The read sense amplifier 120 receives the data outputted from the first to Nth memory cell arrays 110_1, . . . , 110_N through primary/secondary data transfer lines IO and IOB during a read operation, sense-amplifies the data, outputs the sense-amplified data to the data pad 130. The write driver 140 receives the data transferred through the data pad 130 during a write operation, and drives the primary/secondary data transfer lines IO and IOB coupled with the first to Nth memory cell arrays 110_1, . . . , 110_N.
The enable signal generator 150 controls the enabling operations of the read sense amplifier 120 and the write driver 140 during the read and write operations. The enable signal generator 150 generates a read enabling signal EN_RD and a write enabling signal EN_WR in response to an internal command pulse signal BYPREP. Herein, the internal command pulse signal BYPREP is a signal enabled in response to an external read command or an external write command. The read enabling signal EN_RD is a signal for controlling the enabling operation of the read sense amplifier 120, and the write enabling signal EN_WR is a signal for controlling the enabling operation of the write driver 140.

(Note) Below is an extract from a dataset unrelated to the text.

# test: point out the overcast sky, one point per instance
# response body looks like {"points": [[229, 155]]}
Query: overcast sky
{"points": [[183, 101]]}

FIG. 2 is a waveform diagram describing a read operation of the semiconductor memory device shown in FIG. 1. For the sake of convenience in description, a data corresponding to a first word line WL1 and transferred the read sense amplifier 120 is referred to as a first data IO/IOB@WL1, and a data corresponding to an Nth word line WLN and transferred the read sense amplifier 120 through the primary/secondary data transfer lines IO and IOB is referred to as an Nth data IO/IOB@WLN.
As illustrated in FIG. 1, a plurality of memory cell arrays are disposed between the first memory cell array 110_1 and the Nth memory cell array 110_N. This signifies that the first memory cell array 110_1 and the Nth memory cell array 110_N are disposed apart from each other, and also the primary/secondary data transfer lines IO and IOB are disposed longitudinally corresponding to the first memory cell array 110_1 and the Nth memory cell array 110_N. Therefore, the moment that the first data IO/IOB@WL1 arrives at the read sense amplifier 120 after the first word line WL1 is enabled and the moment when the Nth data TO/IOB@WLN arrives at the read sense amplifier 120 after the Nth word line WLN is enabled are different.
Referring to FIGS. 1 and 2, the first memory cell array 110_1 is disposed farther than the Nth memory cell array 110_N from the read sense amplifier 120. Thus, the Nth data IO/IOB@WLN is transferred to the read sense amplifier 120 earlier than the first data IO/IOB@WL1, and the first data IO/IOB@WL1 is transferred to the read sense amplifier 120 later than the Nth data IO/IOB@WLN.
Meanwhile, the enabling moment of the read enabling signal EN_RD enabled during a read operation is generally designed based on the data that is transferred latest to the read sense amplifier 120. In other words, the enabling moment of the read enabling signal EN_RD is designed based on the first data IO/IOB@WL1 that is transferred latest to the read sense amplifier 120. Therefore, the Nth data IO/IOB@WLN, which is transferred earliest, comes to have a reduced margin with an enabling control signal CTR_AT.
As the semiconductor memory devices are being integrated higher and higher, the number of memory cell arrays for storing data is increasing more and more. The increasing number of memory cell arrays signifies that the transfer time difference between the data transferred to the read sense amplifier 120 is becoming greater, and as illustrated in FIG. 2, the increase in the transfer time difference deteriorates the margin between the read enabling signal EN_RD and the data transferred earliest.